The Ten Commandments, also known as the Decalogue, are a set of commandments which the Bible describes as being given to the Israelites by God at biblical Mount Sinai. The Ten Commandments appear twice in the Hebrew Bible, first at Exodus 20:1–17, and then at Deuteronomy 5:4–21. According to the story in Exodus, God inscribed them on two stone tablets, which he gave to Moses. Modern scholarship has found likely influences in Hittite and Mesopotamian laws and treaties, but is divided over exactly when the Ten Commandments were written and who wrote them.
They include instructions to worship only God, to honour parents, and to keep the sabbath; as well as prohibitions against idolatry, blasphemy, murder, adultery, theft, dishonesty, and coveting. Different religious groups follow different traditions for interpreting and numbering them.

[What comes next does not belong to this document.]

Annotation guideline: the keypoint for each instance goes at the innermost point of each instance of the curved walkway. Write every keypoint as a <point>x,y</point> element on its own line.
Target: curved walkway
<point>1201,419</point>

The Ten Commandments—with the exception of the fourth one, which deals with observance of the Sabbath—in essence and spirit constitute an integral part of the Qur’anic ethics and laws. The Qur’an presents itself as a book through which Allah has guided humankind to the noble ways of the previous prophets and messengers, who are to be emulated as the perfect role models of humanity. (See Qur’an 4:26; 6:90). Also, in a more fundamental sense, the Qur’an stresses that all the prophets and messengers, speaking different languages and raised in various times and places, taught essentially the same perennial religion (core religion called deen), although their precise promulgation of the laws of religion, responding to extremely divergent historical circumstances and milieu, assumed different forms. However, these fundamental commandments, in essence and spirit, belong to the perennial religion that allows for no abrogation or alteration.